Okay, I said that there is still a way to get a couple of advantages of weak typing in a strong language. And yes, it exists and is called constructor polymorphism.

I will explain it using the example of the wonderful Haskell language.

Polymorphic constructors arose from the observation that safe implicit conversions are most often needed when using numeric literals.

For example, in the expression pi + 1, you don’t want to write pi + 1.0 or pi + float(1) . I just want to write pi + 1!

And this is done in Haskell, thanks to the fact that the literal 1 does not have a concrete type. It is neither whole, nor real, nor complex. It's just a number!

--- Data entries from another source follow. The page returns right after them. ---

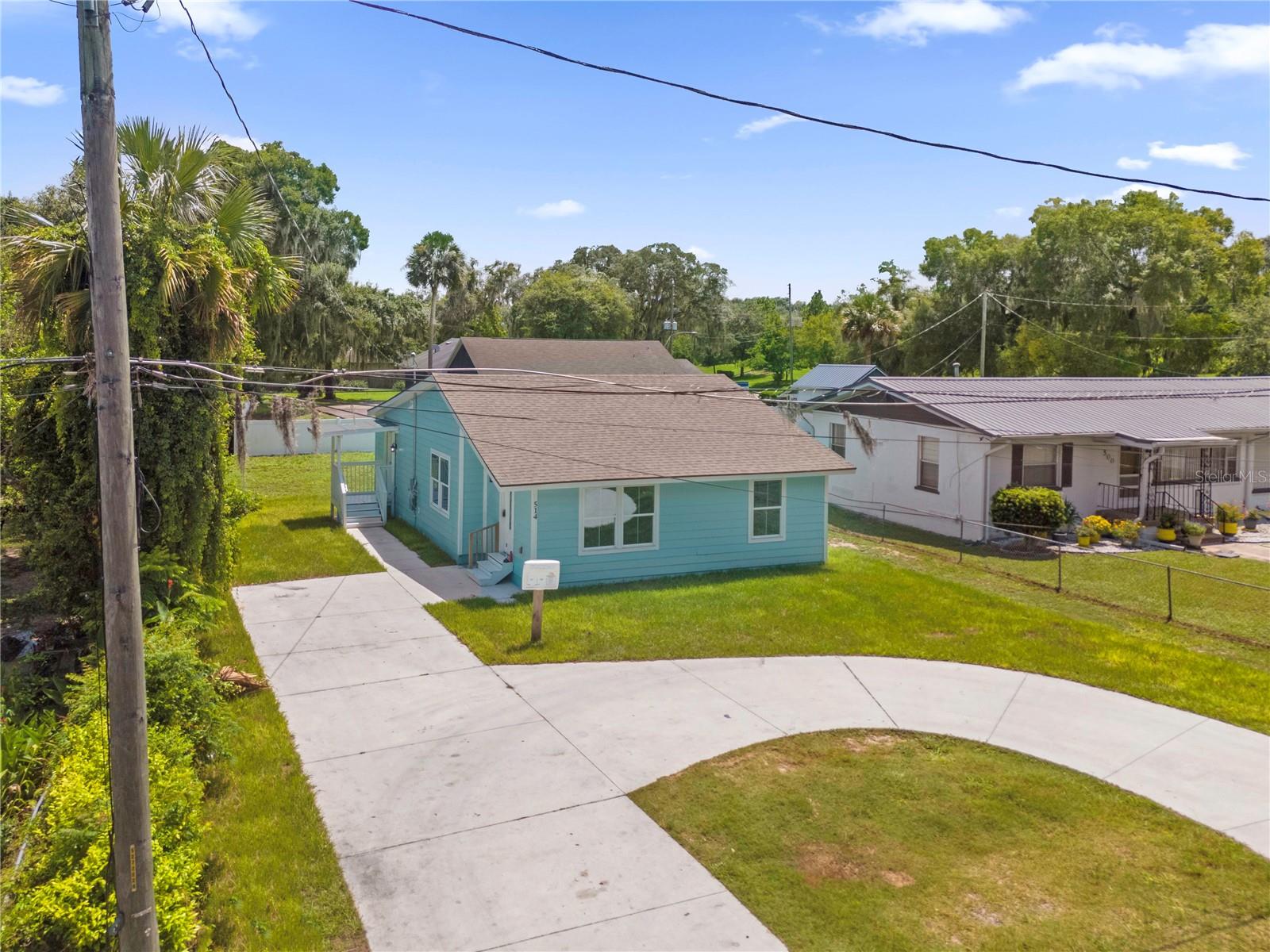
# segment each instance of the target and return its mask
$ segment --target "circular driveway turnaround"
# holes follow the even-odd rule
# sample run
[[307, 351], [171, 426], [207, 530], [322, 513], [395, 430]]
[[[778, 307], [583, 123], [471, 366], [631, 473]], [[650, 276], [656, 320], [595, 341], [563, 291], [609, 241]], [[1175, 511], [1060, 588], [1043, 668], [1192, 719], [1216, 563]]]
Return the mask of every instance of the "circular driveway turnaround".
[[1270, 856], [1270, 737], [1255, 731], [945, 661], [489, 668], [420, 609], [436, 595], [392, 567], [400, 553], [366, 537], [392, 556], [389, 571], [235, 599], [375, 949], [780, 948], [625, 795], [747, 744], [836, 727], [1033, 754]]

As a result, when writing a simple function sum x y , multiplying all numbers from x to y (with an increment of 1), we get several versions at once - sum for integers, sum for reals, sum for rationals, sum for complex numbers and even sum for all those numeric types that you yourself defined.

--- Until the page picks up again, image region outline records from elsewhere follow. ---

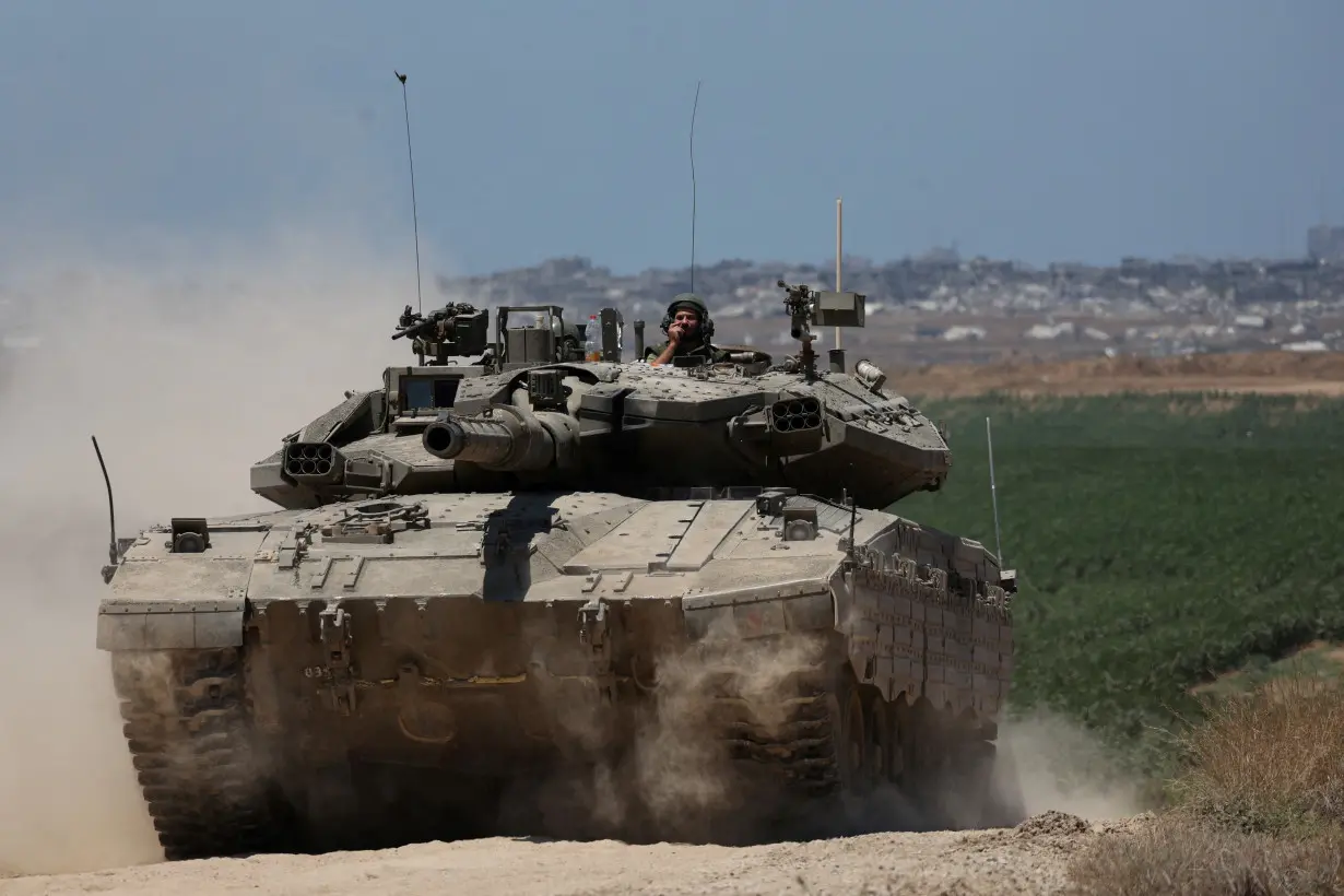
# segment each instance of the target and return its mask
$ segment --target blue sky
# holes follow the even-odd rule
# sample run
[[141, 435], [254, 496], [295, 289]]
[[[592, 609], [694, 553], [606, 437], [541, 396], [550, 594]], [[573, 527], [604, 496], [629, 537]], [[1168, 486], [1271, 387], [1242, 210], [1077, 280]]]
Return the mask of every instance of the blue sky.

Of course, this technique only saves when using mixed expressions with numeric literals, and this is just the tip of the iceberg.

Thus, we can say that the best solution is to balance on the edge between strong and weak typing. But no language yet strikes the perfect balance, so I lean more towards strongly typed languages ​​(such as Haskell, Java, C#, Python) rather than weakly typed ones (such as C, JavaScript, Lua, PHP).

Explicit and Implicit Typing

An explicitly typed language requires the programmer to specify the types of all variables and functions that it declares. The English term for this is explicit typing.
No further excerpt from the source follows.